Students who worked with the Philadelphia-based performers while they were on campus in late January, conducting workshops and producing three shows of Wide Awake: A Civil War Cabaret, say the experience was truly one-of-a-kind.
“It was my first time working in a truly collaborative environment where everyone was involved in the decision making progress. It was great to see how everyone’s ideas were explored and chosen or discarded. I learned a lot about devised theater, also about reaching out and stepping out of comfort zones in order to reach audiences and performers. Bringing this work not only to Chestertown but to Washington College made people think outside of the box. When they visited classes, I believe they had more of an impact on the students than they know; it was refreshing to see this positive energy between theater, history and pop culture, how they work together, and what can be accomplished.”
—Phaedra Scott ’14, Drama and History majors
Assistant stage manager to Bearded Ladies Stage Manager Bayla Rubin
“The Beards are wonderful. I’ve been quoted as saying the show was a ‘religious experience.’ It was like nothing I’ve ever seen before or expected, and I loved every second of their company and work. I would love to work with them again! I can’t wait to see them again in Philadelphia. It is so valuable having a working theater group on campus; it really showed us all not only what you can do with a theater education professionally, but also introduced us to different ways to make art. And to make people laugh.”

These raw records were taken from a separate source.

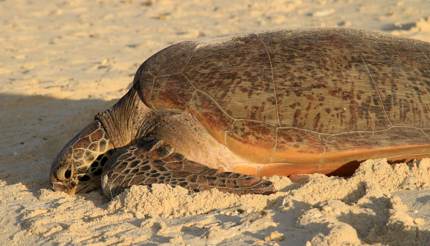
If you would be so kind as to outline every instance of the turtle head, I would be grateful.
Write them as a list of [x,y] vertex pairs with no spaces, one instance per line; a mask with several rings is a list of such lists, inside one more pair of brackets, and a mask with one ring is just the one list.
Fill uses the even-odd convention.
[[93,121],[70,140],[55,158],[50,173],[52,188],[69,194],[97,189],[112,148],[102,124]]
[[63,147],[51,166],[52,188],[74,194],[100,187],[103,166],[110,159],[109,150],[123,147],[151,131],[156,119],[152,115],[132,87]]

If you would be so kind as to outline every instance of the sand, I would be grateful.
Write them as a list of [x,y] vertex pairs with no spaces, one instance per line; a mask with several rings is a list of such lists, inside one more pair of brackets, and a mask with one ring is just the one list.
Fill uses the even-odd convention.
[[133,186],[49,189],[56,153],[176,41],[279,28],[354,27],[430,41],[430,2],[0,1],[2,245],[426,245],[430,160],[363,163],[349,179],[273,177],[280,192]]

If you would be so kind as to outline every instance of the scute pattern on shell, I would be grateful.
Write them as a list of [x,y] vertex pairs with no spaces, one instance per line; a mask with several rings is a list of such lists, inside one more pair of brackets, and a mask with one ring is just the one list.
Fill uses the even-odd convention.
[[191,112],[261,163],[430,141],[425,42],[349,29],[267,32],[179,43],[142,71],[148,105]]

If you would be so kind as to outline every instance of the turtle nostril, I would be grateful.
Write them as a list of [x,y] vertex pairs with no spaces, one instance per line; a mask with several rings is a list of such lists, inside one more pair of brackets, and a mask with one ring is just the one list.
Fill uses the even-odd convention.
[[67,169],[66,172],[64,173],[64,177],[66,179],[69,179],[72,176],[72,170]]

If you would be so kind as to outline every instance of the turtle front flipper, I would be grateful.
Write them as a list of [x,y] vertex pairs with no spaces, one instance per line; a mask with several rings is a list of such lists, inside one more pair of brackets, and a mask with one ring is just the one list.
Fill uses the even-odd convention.
[[164,183],[190,191],[217,188],[236,194],[271,194],[270,181],[239,173],[220,172],[187,160],[155,138],[117,149],[102,174],[103,193],[112,198],[132,185]]

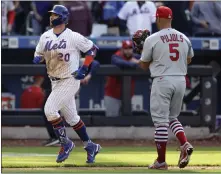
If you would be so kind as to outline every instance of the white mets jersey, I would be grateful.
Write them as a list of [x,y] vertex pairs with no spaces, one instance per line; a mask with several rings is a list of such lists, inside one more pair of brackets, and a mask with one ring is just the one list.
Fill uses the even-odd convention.
[[118,17],[127,21],[127,28],[130,35],[137,30],[148,28],[152,31],[152,23],[156,21],[156,6],[153,2],[146,1],[139,7],[136,1],[126,2],[118,13]]
[[13,1],[2,1],[1,2],[1,10],[2,10],[2,33],[7,32],[8,25],[8,12],[15,9]]
[[43,56],[49,76],[68,78],[79,68],[80,51],[85,53],[92,47],[92,41],[68,28],[59,36],[50,29],[41,35],[34,56]]
[[152,77],[186,75],[187,57],[193,56],[190,40],[175,29],[166,28],[146,38],[141,60],[152,61]]

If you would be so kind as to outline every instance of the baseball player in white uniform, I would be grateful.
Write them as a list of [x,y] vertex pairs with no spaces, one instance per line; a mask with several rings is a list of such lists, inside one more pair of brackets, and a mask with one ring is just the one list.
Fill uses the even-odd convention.
[[[82,140],[87,151],[87,163],[93,163],[101,146],[90,140],[76,110],[75,94],[79,90],[80,80],[87,76],[97,47],[81,34],[66,28],[69,16],[66,7],[55,5],[49,12],[52,29],[41,35],[33,62],[45,61],[51,79],[52,92],[47,99],[44,112],[61,144],[56,162],[60,163],[67,159],[75,146],[66,135],[60,111]],[[79,68],[80,51],[86,53],[86,57],[83,66]]]
[[165,160],[168,127],[181,145],[180,168],[187,166],[193,152],[177,117],[186,89],[187,64],[191,62],[194,52],[190,40],[171,28],[172,17],[170,8],[160,6],[157,9],[156,23],[160,31],[145,39],[140,59],[140,67],[144,70],[150,68],[153,78],[150,111],[156,127],[158,158],[149,166],[150,169],[168,168]]

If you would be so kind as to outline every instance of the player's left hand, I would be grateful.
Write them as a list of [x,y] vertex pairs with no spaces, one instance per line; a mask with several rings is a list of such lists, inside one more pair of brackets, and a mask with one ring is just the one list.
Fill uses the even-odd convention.
[[134,52],[137,54],[141,54],[143,50],[143,44],[145,42],[145,39],[150,36],[150,31],[149,30],[137,30],[133,36],[132,36],[132,41],[133,41],[133,47],[134,47]]
[[88,67],[83,65],[77,71],[73,72],[72,75],[74,76],[75,79],[82,80],[85,78],[87,73],[88,73]]

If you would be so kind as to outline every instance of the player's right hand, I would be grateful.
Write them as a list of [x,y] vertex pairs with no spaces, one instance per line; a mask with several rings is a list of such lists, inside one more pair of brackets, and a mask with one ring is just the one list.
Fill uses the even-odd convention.
[[34,64],[39,64],[39,63],[41,63],[41,61],[42,61],[42,56],[36,56],[33,59]]

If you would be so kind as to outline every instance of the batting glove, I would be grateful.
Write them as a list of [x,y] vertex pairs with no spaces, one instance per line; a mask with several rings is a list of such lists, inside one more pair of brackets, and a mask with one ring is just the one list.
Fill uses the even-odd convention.
[[88,67],[83,65],[82,67],[80,67],[77,71],[75,71],[74,73],[72,73],[72,75],[74,76],[75,79],[77,80],[82,80],[85,78],[85,76],[88,73]]
[[33,63],[34,64],[39,64],[39,63],[41,63],[41,61],[42,61],[42,57],[41,56],[36,56],[33,59]]

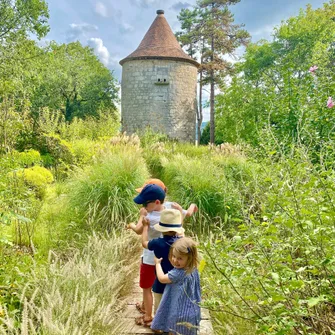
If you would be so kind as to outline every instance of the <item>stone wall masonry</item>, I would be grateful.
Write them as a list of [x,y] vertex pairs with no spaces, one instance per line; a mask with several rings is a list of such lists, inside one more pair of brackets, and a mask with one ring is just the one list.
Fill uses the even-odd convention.
[[[165,80],[165,82],[164,82]],[[154,131],[195,141],[197,68],[175,60],[131,60],[123,64],[122,130]]]

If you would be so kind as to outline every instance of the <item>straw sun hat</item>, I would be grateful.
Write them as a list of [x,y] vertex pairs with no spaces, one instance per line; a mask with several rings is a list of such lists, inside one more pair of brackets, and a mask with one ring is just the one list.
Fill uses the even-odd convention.
[[159,223],[155,224],[154,228],[162,233],[175,231],[183,234],[185,231],[182,227],[181,213],[177,209],[164,209],[161,212]]

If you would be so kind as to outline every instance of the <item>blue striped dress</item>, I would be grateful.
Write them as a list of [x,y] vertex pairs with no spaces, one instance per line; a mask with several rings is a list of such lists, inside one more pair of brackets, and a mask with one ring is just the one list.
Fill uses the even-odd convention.
[[172,334],[196,335],[200,324],[200,278],[198,270],[187,274],[184,269],[168,272],[167,284],[151,328]]

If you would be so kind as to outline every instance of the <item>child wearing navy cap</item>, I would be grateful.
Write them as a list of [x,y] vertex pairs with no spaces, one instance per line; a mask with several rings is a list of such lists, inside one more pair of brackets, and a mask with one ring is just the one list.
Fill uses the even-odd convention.
[[[183,216],[192,215],[196,206],[192,204],[186,211],[178,204],[165,202],[165,192],[162,187],[156,184],[148,184],[141,190],[134,198],[134,202],[142,205],[140,209],[140,217],[135,225],[130,223],[127,228],[132,229],[136,234],[141,235],[143,232],[144,222],[148,222],[148,237],[149,239],[156,239],[161,237],[161,232],[155,230],[153,226],[159,223],[161,212],[167,208],[176,208],[182,211]],[[143,313],[142,317],[136,318],[135,322],[138,325],[150,327],[152,321],[152,286],[156,279],[154,253],[146,248],[143,249],[142,261],[140,266],[140,287],[143,290],[143,303],[137,303],[136,308]],[[156,295],[155,295],[156,296]],[[158,302],[155,302],[158,306]]]

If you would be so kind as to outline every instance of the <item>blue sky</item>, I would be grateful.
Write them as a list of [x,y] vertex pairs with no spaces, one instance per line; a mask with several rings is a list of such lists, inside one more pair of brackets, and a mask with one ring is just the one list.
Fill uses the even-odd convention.
[[[119,60],[134,51],[156,17],[164,9],[172,30],[179,29],[181,8],[196,0],[47,0],[50,33],[47,40],[66,43],[79,40],[94,48],[101,61],[121,77]],[[271,38],[273,27],[310,3],[321,7],[324,0],[241,0],[231,6],[235,21],[245,24],[253,41]]]

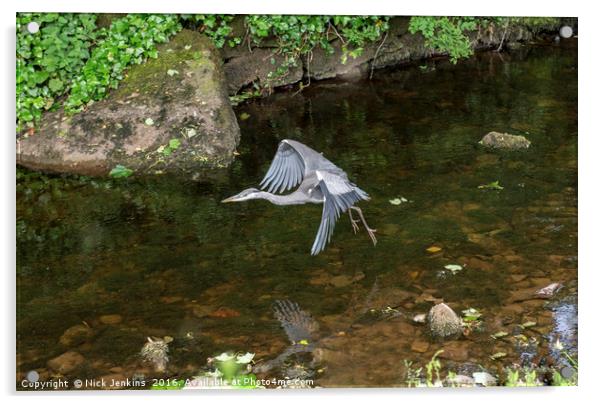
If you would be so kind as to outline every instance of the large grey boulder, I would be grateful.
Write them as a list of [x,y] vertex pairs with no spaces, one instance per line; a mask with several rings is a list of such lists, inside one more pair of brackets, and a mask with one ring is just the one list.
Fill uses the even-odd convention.
[[[157,59],[128,70],[107,99],[74,116],[46,114],[34,135],[18,139],[17,163],[99,176],[118,164],[138,173],[227,166],[240,129],[219,53],[189,30],[158,50]],[[170,141],[177,147],[168,149]]]

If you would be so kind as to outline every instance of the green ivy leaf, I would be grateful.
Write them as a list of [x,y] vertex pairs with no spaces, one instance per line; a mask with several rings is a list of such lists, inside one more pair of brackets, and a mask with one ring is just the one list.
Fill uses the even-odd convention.
[[63,89],[63,82],[59,79],[51,79],[48,82],[48,88],[54,93],[58,93]]
[[134,173],[134,170],[131,170],[121,164],[118,164],[111,170],[109,176],[112,178],[127,178]]

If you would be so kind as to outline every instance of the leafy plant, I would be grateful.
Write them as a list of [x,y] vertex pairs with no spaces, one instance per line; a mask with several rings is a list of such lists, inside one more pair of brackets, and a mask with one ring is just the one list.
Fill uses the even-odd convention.
[[410,19],[409,31],[420,33],[425,44],[441,53],[449,54],[452,63],[472,55],[470,40],[466,35],[478,26],[475,17],[422,17]]
[[[522,374],[522,375],[521,375]],[[536,387],[543,383],[537,377],[535,369],[508,369],[506,386],[508,387]]]
[[334,39],[342,43],[343,63],[348,56],[358,57],[367,42],[379,39],[389,29],[388,20],[380,16],[249,15],[245,25],[252,42],[259,44],[273,37],[275,53],[285,56],[270,75],[273,80],[286,75],[300,57],[309,57],[318,46],[333,53],[330,41]]
[[[425,366],[426,375],[423,376],[423,368],[413,368],[410,361],[404,361],[406,368],[406,384],[408,387],[443,387],[444,379],[441,379],[441,362],[437,356],[441,355],[442,349],[435,352]],[[448,374],[453,379],[453,374]]]
[[117,88],[128,66],[156,58],[156,45],[167,42],[180,28],[172,14],[128,14],[114,21],[74,78],[66,109],[76,112],[88,102],[104,98],[109,88]]
[[232,35],[234,15],[227,14],[182,14],[180,18],[191,22],[195,28],[213,40],[217,48],[234,47],[242,42],[242,38]]
[[127,178],[132,175],[134,171],[130,168],[117,164],[115,168],[111,170],[109,176],[112,178]]
[[[37,33],[27,31],[31,22]],[[17,14],[17,130],[33,127],[65,97],[68,112],[104,98],[127,67],[157,57],[156,44],[180,28],[170,14],[129,14],[100,29],[94,14]]]
[[[38,32],[27,30],[31,22],[39,24]],[[94,14],[17,14],[17,130],[33,127],[43,111],[57,107],[103,35]]]

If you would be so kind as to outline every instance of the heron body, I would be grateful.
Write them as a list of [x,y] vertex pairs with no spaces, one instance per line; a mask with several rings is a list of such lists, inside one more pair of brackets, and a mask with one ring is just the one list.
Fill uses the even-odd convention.
[[[249,188],[222,202],[265,199],[275,205],[323,204],[322,220],[311,248],[312,255],[324,250],[342,213],[349,212],[353,229],[358,230],[359,220],[353,218],[351,210],[359,213],[372,242],[376,244],[376,230],[368,227],[361,209],[354,206],[361,200],[369,200],[368,194],[349,181],[345,171],[303,143],[282,140],[260,186],[267,192]],[[294,192],[280,195],[294,187],[297,187]]]

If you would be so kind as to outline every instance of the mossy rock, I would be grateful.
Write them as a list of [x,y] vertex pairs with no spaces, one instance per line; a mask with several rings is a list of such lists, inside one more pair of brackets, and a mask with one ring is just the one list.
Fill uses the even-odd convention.
[[64,111],[46,114],[35,135],[19,139],[17,162],[96,176],[118,164],[137,174],[227,166],[240,129],[219,52],[190,30],[158,51],[158,58],[128,70],[107,99],[71,117]]

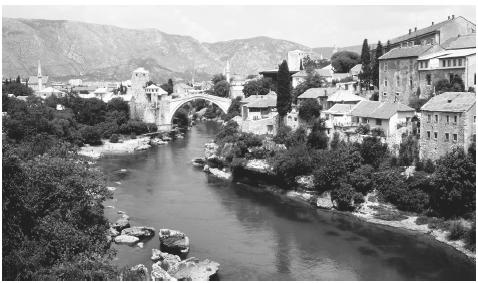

—Nicole Capobianco ’16, Drama major
Departmental Costume Shop Manager who worked closely with the Bearded Ladies’ costumer Rebecca Kanach and her assistant Fritz McGlynn.
“Their process of devised theater challenged my script-based understanding of drama and inspired me to tell stories in new ways. Working alongside these enormously generous professionals, we learned to manipulate site and script in order to communicate exciting ideas. Having a working theater company visit the campus reaffirmed my ambition to pursue theater as a career. I witnessed firsthand the passion and professionalism crucial to producing a theatrical piece like Wide Awake. I heard the campus buzzing with talk of musical outbursts, ten-foot-tall hoop skirts, and the general upheaval of history as we think we know it. The Bearded Ladies reminded me that theater can form new perspectives as well as entertain. I am thankful that such a provocative and high-energy group visited our campus and am currently negotiating an internship with the Bearded Ladies for this summer.”
—Valerie Dunn ’15, Drama and English majors, creative writing minor
Worked on set construction and deconstruction, as well as workshops and dramaturgy with the Bearded Ladies on her own senior thesis.
The Bearded Ladies performed Thursday, Friday and Saturday evenings
“I learned a lot about the effects that can created through shadows and how amazing effects can be made through use of an overhead projector. The best part of the Bearded Ladies’ residency was that they brought a different type of theater to the text-based theater major we have at Washington College. They work in devised theater, which does not rely as primarily on the text and is motivated more by collective artistic decisions. It is sometimes limiting to focus so much on a text-based performance method and the Bearded Ladies’ allowed me to see outside of the style so prevalent at Washington College.”
—Patrick Derrickson ’15 Drama and Philosophy majors
Events manager for the Gibson Theatre who worked as assistant to the puppeteer for the Bearded Ladies.